Paul Bourassa has been a TCC member for about seven years and says
the mixture of HIV meds and chronic pain was making him sick before
his partner got him on marijuana.

"I ate edibles, smoked pot, and it gave me an appetite and kept me
calm," he says. "I could have a normal day and do my normal work."

He's lucky, however, that his doctor agreed. The MMAR rules are
strict and many doctors won't bother.

"Essentially it's illegal, right?" says Maxwell. "I'd guess there are
a number of physicians who work with large populations of people with
HIV who won't say anything publicly to support the use of medical
marijuana but recognize that if it helps their patients' adherence to
taking HIV meds, obviously say, 'Go ahead and do it.'"

Catherine Clarke, senior communications coordinator at the College of
Physicians and Surgeons of Ontario, says "doctors are expected to use
their best judgment," pointing out that the college's official policy
is, "Physicians are not obligated to complete a medical declaration
under the MMAR. Physicians who choose to do so are advised to proceed
with caution."

Spendlove says "current scientific evidence does not establish the
safety and efficacy of cannabis."

"Studies," scoffs Curley. "Marijuana has been around for thousands of years."
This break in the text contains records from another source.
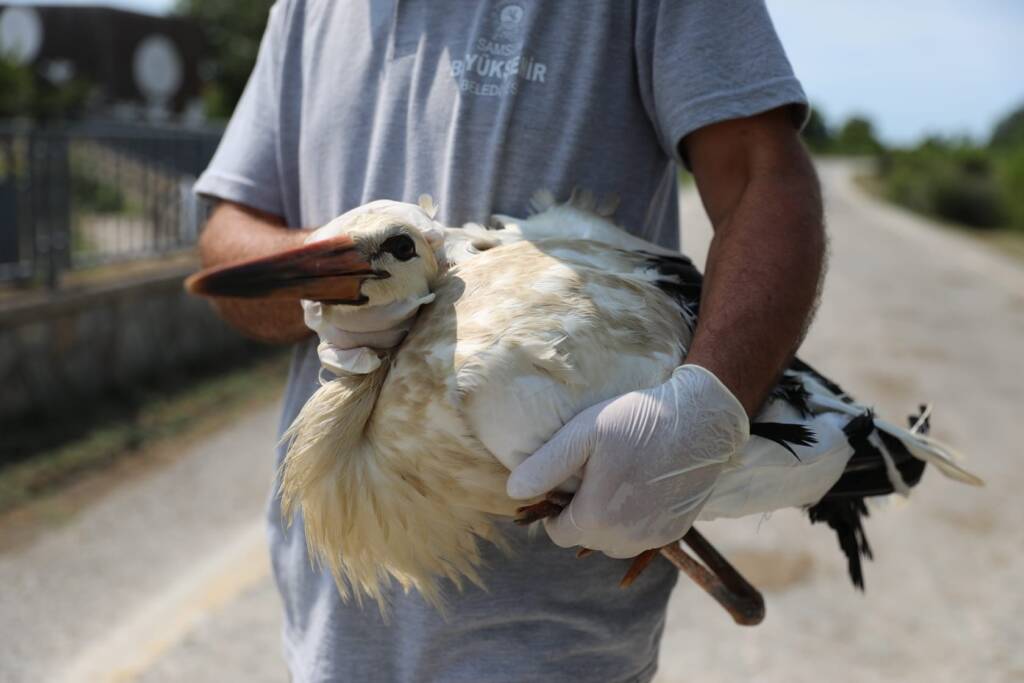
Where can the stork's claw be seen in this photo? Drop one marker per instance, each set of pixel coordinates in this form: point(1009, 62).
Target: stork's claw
point(719, 579)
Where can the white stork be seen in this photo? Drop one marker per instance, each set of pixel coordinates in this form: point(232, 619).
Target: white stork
point(399, 471)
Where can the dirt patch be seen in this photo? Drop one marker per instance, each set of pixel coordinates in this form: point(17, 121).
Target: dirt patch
point(771, 570)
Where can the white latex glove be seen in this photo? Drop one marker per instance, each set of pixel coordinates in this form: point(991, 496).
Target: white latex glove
point(648, 461)
point(350, 337)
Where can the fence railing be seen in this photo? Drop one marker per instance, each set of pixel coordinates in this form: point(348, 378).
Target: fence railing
point(79, 197)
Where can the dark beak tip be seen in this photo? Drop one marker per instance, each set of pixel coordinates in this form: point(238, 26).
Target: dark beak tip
point(328, 269)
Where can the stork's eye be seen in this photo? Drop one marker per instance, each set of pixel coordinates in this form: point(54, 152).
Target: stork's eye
point(399, 246)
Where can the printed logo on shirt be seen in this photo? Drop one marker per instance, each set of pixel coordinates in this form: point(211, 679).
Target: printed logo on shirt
point(495, 65)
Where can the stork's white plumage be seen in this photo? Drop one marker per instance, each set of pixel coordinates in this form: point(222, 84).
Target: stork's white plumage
point(398, 472)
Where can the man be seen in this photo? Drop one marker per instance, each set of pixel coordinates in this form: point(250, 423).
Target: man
point(480, 103)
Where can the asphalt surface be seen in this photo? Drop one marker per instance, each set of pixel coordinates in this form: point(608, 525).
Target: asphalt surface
point(166, 579)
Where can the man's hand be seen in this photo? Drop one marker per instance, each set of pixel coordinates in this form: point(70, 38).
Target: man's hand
point(648, 461)
point(235, 232)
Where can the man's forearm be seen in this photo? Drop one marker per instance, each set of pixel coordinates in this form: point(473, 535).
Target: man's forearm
point(762, 281)
point(236, 232)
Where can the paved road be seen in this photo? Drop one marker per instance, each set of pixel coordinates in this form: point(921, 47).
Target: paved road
point(166, 580)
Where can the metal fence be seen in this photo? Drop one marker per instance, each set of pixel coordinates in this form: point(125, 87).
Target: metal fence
point(80, 197)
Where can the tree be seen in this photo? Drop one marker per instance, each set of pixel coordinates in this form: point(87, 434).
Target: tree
point(816, 133)
point(857, 137)
point(231, 31)
point(16, 88)
point(1009, 131)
"We've had MS patients come in here in wheelchairs; six months down
the line I see them walking without a cane," says Bauer. "It's become
manageable."

Ultimately, she says, marijuana is "just a tool to gain quality of
life back. Medical marijuana will not save someone from cancer, it
won't save someone from HIV. We can't cure people but what we can do
is put a smile on their faces and allow them to keep what they have.
Whatever dignity, whatever compassion, whatever love they have for
themselves, they can keep."

With about 2,100 members - "and growing!" cheers Cooke - the Toronto
Compassion Centre staff say they are thrilled to continue their work
in the Church St neighbourhood.

"We've been waiting for this for a long time," says Curley. "This
location has given us so much support. The village is going to pot!"